A falta de chuva e a situação crítica dos mananciais levou a Companhia de Água e Esgoto do Ceará (Cagece) a racionar o abastecimento das cidades de Pacoti e Quiterianópolis. Nesses municípios, os moradores ficam sem receber água em determinados períodos do dia, para evitar colapso ainda maior dos reservatórios.

O cenário de Quiterianópolis é mais grave e, por isso, a Cagece já monta esquema mais drástico de economia. Em pouco tempo, o fornecimento de água só será feito em dias específicos da semana.

Segundo o presidente do órgão, André Facó, outras três cidades também se encontram em estado muito preocupante: Beberibe, Tauá e Crateús. Caso a seca não dê trégua, elas também correm risco de sofrer alterações no abastecimento. O racionamento em Fortaleza estaria descartado.
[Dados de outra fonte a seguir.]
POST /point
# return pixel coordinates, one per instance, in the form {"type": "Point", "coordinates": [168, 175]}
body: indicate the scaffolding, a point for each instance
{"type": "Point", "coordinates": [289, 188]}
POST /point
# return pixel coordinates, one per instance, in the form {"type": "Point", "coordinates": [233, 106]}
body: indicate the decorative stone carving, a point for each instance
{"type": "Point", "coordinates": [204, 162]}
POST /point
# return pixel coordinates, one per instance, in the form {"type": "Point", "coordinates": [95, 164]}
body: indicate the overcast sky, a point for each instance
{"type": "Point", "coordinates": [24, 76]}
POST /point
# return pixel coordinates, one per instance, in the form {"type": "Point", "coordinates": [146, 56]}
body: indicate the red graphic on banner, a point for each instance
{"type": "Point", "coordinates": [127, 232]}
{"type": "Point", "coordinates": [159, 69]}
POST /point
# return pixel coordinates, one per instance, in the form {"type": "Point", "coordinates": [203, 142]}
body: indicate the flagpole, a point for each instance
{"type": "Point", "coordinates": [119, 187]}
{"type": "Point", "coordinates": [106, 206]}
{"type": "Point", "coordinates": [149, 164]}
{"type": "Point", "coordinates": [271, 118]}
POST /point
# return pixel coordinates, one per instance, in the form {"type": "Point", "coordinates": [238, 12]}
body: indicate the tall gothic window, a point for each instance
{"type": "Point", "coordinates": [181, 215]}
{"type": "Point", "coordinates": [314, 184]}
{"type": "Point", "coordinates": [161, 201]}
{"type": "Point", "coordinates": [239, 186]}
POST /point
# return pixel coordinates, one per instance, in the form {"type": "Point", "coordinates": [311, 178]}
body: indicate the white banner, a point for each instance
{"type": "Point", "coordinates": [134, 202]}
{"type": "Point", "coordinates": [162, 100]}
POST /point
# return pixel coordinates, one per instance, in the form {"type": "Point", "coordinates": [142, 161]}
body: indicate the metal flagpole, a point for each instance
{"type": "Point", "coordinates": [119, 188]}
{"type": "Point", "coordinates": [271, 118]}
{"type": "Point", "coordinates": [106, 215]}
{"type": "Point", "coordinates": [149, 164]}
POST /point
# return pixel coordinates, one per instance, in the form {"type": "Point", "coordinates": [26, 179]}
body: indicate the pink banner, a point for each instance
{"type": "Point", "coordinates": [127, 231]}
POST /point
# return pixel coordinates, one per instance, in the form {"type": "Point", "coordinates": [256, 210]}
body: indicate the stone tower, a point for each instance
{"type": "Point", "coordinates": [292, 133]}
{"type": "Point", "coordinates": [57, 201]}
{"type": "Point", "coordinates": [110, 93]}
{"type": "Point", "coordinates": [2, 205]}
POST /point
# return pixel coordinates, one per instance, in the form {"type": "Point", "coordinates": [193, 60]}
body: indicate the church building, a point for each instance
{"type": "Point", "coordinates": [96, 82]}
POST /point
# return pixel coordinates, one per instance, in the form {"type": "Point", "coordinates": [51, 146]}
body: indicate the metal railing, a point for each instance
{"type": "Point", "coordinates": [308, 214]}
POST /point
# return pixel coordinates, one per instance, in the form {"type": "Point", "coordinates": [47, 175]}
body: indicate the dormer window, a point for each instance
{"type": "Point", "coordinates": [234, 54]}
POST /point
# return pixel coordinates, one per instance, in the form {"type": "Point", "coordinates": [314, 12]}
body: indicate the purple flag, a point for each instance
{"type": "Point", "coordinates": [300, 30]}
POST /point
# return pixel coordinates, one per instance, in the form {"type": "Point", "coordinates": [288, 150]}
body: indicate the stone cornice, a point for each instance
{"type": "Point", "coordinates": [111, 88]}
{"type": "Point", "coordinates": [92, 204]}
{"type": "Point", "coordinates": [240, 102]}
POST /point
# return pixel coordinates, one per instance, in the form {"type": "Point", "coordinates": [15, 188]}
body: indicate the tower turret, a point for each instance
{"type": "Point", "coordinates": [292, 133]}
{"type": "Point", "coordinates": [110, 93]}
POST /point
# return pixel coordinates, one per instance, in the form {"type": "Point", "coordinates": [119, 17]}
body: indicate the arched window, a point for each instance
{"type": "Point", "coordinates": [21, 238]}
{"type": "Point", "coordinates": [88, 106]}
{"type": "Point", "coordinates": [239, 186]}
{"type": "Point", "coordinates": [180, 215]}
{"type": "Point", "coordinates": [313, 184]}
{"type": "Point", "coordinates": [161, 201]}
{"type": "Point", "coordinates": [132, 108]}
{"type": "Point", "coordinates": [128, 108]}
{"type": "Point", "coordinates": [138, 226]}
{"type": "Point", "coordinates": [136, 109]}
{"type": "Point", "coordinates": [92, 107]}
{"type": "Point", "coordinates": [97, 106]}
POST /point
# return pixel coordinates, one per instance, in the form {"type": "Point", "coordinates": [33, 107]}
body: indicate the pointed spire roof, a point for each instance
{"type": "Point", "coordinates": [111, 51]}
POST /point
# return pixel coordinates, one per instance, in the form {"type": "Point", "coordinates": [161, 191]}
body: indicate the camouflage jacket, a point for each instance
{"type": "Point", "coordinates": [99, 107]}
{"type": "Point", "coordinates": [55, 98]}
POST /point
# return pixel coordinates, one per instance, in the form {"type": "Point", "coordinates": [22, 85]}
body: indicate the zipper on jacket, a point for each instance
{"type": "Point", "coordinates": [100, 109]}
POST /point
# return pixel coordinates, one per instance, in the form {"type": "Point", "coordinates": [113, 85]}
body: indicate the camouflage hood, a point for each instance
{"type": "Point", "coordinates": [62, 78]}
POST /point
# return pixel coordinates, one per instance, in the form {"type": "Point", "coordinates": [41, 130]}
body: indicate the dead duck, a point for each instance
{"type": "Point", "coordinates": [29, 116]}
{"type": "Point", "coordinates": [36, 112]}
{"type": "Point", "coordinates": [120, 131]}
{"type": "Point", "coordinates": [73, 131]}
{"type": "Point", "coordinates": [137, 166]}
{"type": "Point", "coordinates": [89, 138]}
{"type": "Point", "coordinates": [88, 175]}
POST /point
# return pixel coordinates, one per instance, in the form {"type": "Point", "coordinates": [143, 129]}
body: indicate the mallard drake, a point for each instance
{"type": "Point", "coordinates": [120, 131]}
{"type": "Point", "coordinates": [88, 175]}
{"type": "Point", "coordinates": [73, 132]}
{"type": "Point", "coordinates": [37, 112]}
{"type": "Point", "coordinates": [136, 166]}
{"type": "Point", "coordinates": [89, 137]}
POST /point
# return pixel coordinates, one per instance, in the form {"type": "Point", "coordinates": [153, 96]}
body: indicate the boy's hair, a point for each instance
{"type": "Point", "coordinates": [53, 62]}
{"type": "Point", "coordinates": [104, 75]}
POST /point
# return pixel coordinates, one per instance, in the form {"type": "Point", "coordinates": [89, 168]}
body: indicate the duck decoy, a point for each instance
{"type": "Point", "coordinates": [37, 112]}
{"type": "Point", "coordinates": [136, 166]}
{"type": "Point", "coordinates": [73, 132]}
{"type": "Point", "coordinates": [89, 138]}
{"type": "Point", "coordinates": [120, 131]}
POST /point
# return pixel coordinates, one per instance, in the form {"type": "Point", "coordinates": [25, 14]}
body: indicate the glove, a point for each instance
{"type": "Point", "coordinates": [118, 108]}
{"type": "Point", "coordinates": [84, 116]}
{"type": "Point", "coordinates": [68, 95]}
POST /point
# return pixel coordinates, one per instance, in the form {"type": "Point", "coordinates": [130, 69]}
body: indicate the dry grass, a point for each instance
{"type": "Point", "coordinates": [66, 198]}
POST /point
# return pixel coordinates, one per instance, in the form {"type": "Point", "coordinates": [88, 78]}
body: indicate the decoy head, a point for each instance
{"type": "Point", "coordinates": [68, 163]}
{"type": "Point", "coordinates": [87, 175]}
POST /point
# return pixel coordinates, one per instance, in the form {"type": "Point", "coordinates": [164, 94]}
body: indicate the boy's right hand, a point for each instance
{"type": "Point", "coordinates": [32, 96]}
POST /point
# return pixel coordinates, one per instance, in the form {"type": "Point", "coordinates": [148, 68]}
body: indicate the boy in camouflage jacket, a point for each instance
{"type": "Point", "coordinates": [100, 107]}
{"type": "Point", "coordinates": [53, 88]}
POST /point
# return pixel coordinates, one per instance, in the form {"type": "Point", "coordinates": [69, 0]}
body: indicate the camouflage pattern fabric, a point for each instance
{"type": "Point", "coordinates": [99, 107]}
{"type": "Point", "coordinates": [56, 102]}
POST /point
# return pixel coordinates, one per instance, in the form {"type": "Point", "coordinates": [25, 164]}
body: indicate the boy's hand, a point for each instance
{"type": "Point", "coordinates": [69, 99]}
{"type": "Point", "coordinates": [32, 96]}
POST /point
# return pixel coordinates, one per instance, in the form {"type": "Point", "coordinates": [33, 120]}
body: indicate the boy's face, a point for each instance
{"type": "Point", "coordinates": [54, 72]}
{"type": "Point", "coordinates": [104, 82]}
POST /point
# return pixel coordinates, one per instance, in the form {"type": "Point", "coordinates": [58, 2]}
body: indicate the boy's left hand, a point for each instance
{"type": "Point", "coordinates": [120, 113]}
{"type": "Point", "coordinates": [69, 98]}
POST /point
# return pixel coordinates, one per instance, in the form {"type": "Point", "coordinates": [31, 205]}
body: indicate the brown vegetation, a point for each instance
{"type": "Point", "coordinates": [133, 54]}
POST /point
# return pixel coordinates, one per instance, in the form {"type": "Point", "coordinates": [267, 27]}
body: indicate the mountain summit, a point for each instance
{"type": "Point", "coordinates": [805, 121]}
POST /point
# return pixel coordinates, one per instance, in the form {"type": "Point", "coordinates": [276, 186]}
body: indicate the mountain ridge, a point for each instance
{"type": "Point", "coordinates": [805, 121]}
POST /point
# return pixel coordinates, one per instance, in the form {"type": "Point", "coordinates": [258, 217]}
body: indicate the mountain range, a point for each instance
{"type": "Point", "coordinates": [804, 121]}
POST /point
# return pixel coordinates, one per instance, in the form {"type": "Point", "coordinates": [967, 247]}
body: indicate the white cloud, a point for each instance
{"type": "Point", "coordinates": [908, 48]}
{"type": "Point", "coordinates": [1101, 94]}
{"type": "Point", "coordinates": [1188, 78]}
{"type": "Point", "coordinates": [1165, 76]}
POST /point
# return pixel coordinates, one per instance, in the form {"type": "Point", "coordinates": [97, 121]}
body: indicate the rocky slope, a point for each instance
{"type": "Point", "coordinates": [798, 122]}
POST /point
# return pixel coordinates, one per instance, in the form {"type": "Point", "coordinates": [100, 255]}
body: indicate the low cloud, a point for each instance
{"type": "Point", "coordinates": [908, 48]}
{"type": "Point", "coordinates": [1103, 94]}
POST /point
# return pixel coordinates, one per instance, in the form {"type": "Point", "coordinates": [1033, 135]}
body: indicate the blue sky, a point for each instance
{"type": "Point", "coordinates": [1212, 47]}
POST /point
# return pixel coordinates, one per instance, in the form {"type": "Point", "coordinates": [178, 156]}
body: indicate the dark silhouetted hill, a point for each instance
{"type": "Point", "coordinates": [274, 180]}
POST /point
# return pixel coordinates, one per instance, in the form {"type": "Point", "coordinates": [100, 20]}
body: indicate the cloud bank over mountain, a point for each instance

A Cagece aguarda o próximo boletim da Fundação Cearense de Meteorologia e Recursos Hídricos (Funceme), previsto para a próxima semana, para avaliar as próximas medidas. Perguntado se a Cagece não poderia ter se antecipado ao problema, investindo em adutoras de pequeno porte ou perfuração de poços, Facó responsabilizou entraves burocráticos e garantiu que já há dinheiro e projetos aprovados para amenizar a situação.
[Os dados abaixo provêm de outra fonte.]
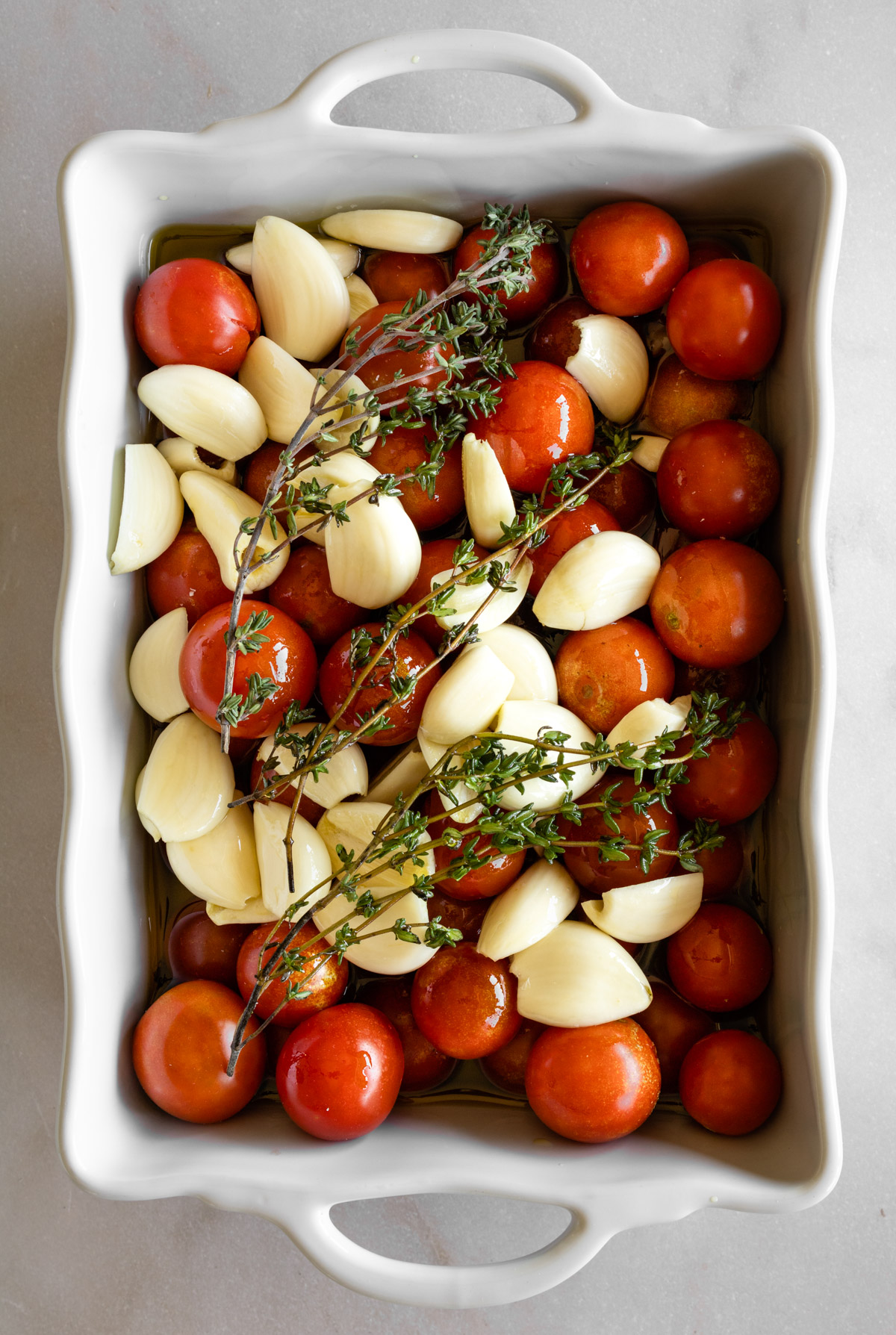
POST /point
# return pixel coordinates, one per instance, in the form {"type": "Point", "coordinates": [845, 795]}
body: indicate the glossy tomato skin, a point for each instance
{"type": "Point", "coordinates": [199, 313]}
{"type": "Point", "coordinates": [338, 676]}
{"type": "Point", "coordinates": [542, 418]}
{"type": "Point", "coordinates": [721, 960]}
{"type": "Point", "coordinates": [182, 1048]}
{"type": "Point", "coordinates": [325, 979]}
{"type": "Point", "coordinates": [733, 779]}
{"type": "Point", "coordinates": [601, 674]}
{"type": "Point", "coordinates": [628, 258]}
{"type": "Point", "coordinates": [340, 1071]}
{"type": "Point", "coordinates": [186, 576]}
{"type": "Point", "coordinates": [287, 657]}
{"type": "Point", "coordinates": [719, 479]}
{"type": "Point", "coordinates": [716, 604]}
{"type": "Point", "coordinates": [724, 320]}
{"type": "Point", "coordinates": [465, 1003]}
{"type": "Point", "coordinates": [731, 1083]}
{"type": "Point", "coordinates": [596, 1083]}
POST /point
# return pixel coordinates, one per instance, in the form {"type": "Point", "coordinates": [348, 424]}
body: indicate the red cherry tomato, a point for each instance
{"type": "Point", "coordinates": [719, 479]}
{"type": "Point", "coordinates": [731, 1083]}
{"type": "Point", "coordinates": [186, 576]}
{"type": "Point", "coordinates": [601, 674]}
{"type": "Point", "coordinates": [182, 1048]}
{"type": "Point", "coordinates": [733, 779]}
{"type": "Point", "coordinates": [675, 1027]}
{"type": "Point", "coordinates": [544, 417]}
{"type": "Point", "coordinates": [628, 258]}
{"type": "Point", "coordinates": [196, 311]}
{"type": "Point", "coordinates": [340, 1071]}
{"type": "Point", "coordinates": [716, 604]}
{"type": "Point", "coordinates": [724, 320]}
{"type": "Point", "coordinates": [465, 1003]}
{"type": "Point", "coordinates": [338, 676]}
{"type": "Point", "coordinates": [721, 960]}
{"type": "Point", "coordinates": [425, 1065]}
{"type": "Point", "coordinates": [325, 977]}
{"type": "Point", "coordinates": [596, 1083]}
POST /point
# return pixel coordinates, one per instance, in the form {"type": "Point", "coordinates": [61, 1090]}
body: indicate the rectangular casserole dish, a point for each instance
{"type": "Point", "coordinates": [115, 193]}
“Somos uma empresa pública, tivemos de seguir rito burocrático. Foi necessário captar recursos, fomos aos ministérios, pedimos apoio do governador. Há investimento previsto de mais de R$ 200 milhões, que não poderiam ser feitos com recursos próprios da Cagece”, argumentou.
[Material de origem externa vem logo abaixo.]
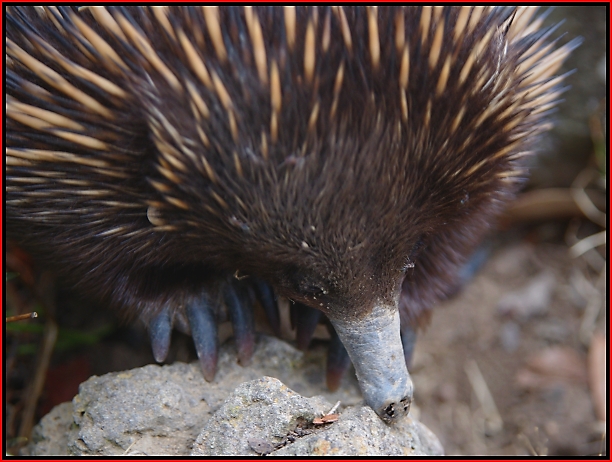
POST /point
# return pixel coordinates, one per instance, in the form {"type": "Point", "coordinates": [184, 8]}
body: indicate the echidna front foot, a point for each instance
{"type": "Point", "coordinates": [203, 325]}
{"type": "Point", "coordinates": [239, 301]}
{"type": "Point", "coordinates": [231, 300]}
{"type": "Point", "coordinates": [305, 320]}
{"type": "Point", "coordinates": [160, 333]}
{"type": "Point", "coordinates": [267, 299]}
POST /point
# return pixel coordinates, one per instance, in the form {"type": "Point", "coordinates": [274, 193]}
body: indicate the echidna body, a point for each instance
{"type": "Point", "coordinates": [350, 158]}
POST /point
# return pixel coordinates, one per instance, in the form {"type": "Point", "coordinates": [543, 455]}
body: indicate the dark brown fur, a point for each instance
{"type": "Point", "coordinates": [369, 193]}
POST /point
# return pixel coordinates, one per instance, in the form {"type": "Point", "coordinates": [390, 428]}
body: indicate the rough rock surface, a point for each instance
{"type": "Point", "coordinates": [161, 410]}
{"type": "Point", "coordinates": [266, 417]}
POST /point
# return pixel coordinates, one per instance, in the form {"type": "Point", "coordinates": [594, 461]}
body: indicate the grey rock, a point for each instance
{"type": "Point", "coordinates": [266, 417]}
{"type": "Point", "coordinates": [161, 410]}
{"type": "Point", "coordinates": [50, 436]}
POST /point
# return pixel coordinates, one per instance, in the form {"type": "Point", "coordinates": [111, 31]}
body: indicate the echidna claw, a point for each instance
{"type": "Point", "coordinates": [240, 307]}
{"type": "Point", "coordinates": [160, 332]}
{"type": "Point", "coordinates": [266, 297]}
{"type": "Point", "coordinates": [338, 361]}
{"type": "Point", "coordinates": [306, 321]}
{"type": "Point", "coordinates": [201, 317]}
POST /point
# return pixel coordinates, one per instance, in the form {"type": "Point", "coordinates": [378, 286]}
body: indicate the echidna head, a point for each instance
{"type": "Point", "coordinates": [351, 157]}
{"type": "Point", "coordinates": [326, 169]}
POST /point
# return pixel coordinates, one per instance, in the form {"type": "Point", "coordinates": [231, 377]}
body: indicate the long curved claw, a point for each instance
{"type": "Point", "coordinates": [306, 320]}
{"type": "Point", "coordinates": [408, 334]}
{"type": "Point", "coordinates": [160, 332]}
{"type": "Point", "coordinates": [338, 361]}
{"type": "Point", "coordinates": [201, 317]}
{"type": "Point", "coordinates": [375, 348]}
{"type": "Point", "coordinates": [266, 297]}
{"type": "Point", "coordinates": [240, 307]}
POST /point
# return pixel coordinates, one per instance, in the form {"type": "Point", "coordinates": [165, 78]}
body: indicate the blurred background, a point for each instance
{"type": "Point", "coordinates": [514, 364]}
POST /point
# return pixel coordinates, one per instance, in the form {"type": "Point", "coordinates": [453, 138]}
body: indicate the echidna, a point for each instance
{"type": "Point", "coordinates": [175, 160]}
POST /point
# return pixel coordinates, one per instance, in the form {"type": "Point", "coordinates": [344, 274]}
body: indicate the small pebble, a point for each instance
{"type": "Point", "coordinates": [510, 336]}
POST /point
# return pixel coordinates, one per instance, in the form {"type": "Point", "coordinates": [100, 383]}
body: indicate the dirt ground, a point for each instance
{"type": "Point", "coordinates": [505, 367]}
{"type": "Point", "coordinates": [509, 366]}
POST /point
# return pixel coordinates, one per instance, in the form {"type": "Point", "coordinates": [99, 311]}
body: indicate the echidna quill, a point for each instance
{"type": "Point", "coordinates": [181, 162]}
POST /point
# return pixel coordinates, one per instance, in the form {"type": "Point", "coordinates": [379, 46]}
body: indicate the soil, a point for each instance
{"type": "Point", "coordinates": [533, 362]}
{"type": "Point", "coordinates": [494, 374]}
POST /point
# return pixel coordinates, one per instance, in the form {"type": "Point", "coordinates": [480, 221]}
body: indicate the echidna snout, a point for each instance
{"type": "Point", "coordinates": [184, 163]}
Atualmente, quase dois milhões dos mais de oito milhões de cearenses sentem os efeitos da seca – a pior dos últimos 40 anos. Boletim da Companhia de Gestão dos Recursos Hídricos do Ceará (Cogerh) aponta que apenas 45% da capacidade dos reservatórios acumulavam água em março. Com a vaporização e a falta de chuva, a situação tende a ficar mais crítica. Por volta das 20h30min de ontem, O POVO tentou falar com os prefeitos de Pacoti e Quiterianópolis, mas eles não foram localizados.